## Web Scraping Lab 1:


### Prepare your project:

#### Business goal:

Make sure you've understood the big picture of your project: the goal of the company (Gnod), their current product (Gnoosic), their strategy, and how your project fits into this context. Re-read the business case and the e-mail from the CTO, take a look at the flowchart and create an initial Trello board with the tasks you think you'll have to acomplish.

#### Scraping popular songs:

Your product will take a song as an input from the user and will output another song (the recommendation).
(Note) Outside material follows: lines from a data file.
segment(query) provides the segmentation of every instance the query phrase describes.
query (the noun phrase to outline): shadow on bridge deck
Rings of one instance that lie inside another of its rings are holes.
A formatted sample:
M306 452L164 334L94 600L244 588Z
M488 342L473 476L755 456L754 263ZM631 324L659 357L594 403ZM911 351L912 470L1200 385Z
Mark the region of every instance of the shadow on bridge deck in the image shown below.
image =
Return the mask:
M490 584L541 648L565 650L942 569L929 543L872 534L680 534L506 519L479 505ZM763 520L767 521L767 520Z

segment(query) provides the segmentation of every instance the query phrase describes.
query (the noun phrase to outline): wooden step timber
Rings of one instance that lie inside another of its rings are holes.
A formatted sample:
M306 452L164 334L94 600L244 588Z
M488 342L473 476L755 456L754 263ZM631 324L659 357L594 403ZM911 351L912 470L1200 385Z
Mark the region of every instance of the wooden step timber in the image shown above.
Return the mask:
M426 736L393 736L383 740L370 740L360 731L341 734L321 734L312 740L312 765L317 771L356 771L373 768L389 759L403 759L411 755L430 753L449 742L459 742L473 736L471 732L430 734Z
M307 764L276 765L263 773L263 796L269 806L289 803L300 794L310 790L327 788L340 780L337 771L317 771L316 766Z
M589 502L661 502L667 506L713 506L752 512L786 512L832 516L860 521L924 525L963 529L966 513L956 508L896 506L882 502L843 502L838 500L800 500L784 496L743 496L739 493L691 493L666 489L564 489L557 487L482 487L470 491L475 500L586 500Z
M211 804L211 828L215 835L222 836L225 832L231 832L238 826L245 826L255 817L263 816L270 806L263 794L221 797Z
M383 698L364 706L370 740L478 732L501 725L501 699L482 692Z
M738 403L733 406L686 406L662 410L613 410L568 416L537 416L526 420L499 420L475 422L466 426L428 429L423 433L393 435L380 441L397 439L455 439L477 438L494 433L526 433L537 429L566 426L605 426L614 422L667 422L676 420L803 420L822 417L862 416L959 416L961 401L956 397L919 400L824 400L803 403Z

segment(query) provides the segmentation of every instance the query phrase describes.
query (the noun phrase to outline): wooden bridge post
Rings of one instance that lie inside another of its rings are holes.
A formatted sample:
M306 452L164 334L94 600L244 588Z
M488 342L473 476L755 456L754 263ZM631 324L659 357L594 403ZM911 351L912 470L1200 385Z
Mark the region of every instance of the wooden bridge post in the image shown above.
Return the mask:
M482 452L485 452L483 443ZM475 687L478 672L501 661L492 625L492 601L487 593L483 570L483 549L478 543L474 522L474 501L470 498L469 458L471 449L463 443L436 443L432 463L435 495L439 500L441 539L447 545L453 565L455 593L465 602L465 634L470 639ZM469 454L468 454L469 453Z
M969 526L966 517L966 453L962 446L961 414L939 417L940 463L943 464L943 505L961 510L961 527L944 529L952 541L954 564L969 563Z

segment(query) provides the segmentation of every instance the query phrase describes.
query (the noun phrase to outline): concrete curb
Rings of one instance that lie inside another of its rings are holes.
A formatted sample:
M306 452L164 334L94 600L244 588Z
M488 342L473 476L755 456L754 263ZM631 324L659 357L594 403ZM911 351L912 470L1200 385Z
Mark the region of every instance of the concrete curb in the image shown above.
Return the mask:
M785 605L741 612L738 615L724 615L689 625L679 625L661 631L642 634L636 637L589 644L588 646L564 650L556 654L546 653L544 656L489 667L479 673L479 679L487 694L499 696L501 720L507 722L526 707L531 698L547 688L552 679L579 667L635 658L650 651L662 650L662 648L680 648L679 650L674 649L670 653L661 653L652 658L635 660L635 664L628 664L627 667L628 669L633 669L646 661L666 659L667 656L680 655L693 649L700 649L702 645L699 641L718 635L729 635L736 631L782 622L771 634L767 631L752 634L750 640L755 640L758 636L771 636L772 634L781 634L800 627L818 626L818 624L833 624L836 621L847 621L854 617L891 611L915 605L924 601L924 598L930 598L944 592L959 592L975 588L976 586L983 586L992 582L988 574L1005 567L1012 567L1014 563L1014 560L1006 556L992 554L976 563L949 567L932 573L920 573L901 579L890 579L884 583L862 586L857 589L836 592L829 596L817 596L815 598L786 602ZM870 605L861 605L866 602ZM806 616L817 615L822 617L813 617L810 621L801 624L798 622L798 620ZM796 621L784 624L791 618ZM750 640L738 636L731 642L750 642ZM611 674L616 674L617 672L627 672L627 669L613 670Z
In most cases, the recommended song will have to be similar to the inputed song, but the CTO thinks that if the song is on the top charts at the moment, the user will enjoy more a recommendation of a song that's also popular at the moment.

You have find data on the internet about currently popular songs. Billboard mantains a weekly Top 100 of "hot" songs here: https://www.billboard.com/charts/hot-100. 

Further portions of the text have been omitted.